As \( \mathcal C \) is written in Kraus form, we conclude that each \( P_k \) commutes with the fixed points, in particular, with \( D\otimes 1_H \) for each diagonal matrix \( D \). This means that each \( P_k \) has the form \[ P_k = \sum_{v\in V} e_v e_v^* \otimes P_{v,k} \] for some projections \( (P_{v,k}) \) on \( H \). (Here recall that \( n=|V| \) so \( \mathbb C^n \) is indexed by \( V \).) Then \[ 1 = \sum_k P_k = \sum_v e_ve_v^* \otimes \sum_k P_{v,k} \] and so \( \sum_k P_{v,k}=1 \) for each \( v \).

Finally, \[ \begin{split} 0 &= \mathcal C(A\otimes 1_H) = \sum_{u,v} e_u e_u^* A e_v e_v^* \otimes \sum_k P_{u,k} P_{v,k} \\ &= \sum_{u\sim v} e_u e_v^* \otimes \sum_k P_{u,k} P_{v,k}, \end{split} \] as \( e_u^*Ae_v = A_{u,v}=1 \) only when \( u\sim v \). Choose \( u\sim v \), so we have that \( \sum_k P_{u,k} P_{v,k} = 0 \).
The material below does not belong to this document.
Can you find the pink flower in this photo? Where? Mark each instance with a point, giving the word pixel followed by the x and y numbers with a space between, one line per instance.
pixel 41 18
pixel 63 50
As \( \sum_k P_{u,k} = 1 \), the projections \( (P_{u,k})_k \) are orthogonal, so given \( l \), \[ 0 = \sum_k P_{u,l} P_{u,k} P_{v,k} = P_{u,l} P_{v,l} \] which is the second condition to be a quantum colouring.

I wonder if some similar result holds for quantum graphs.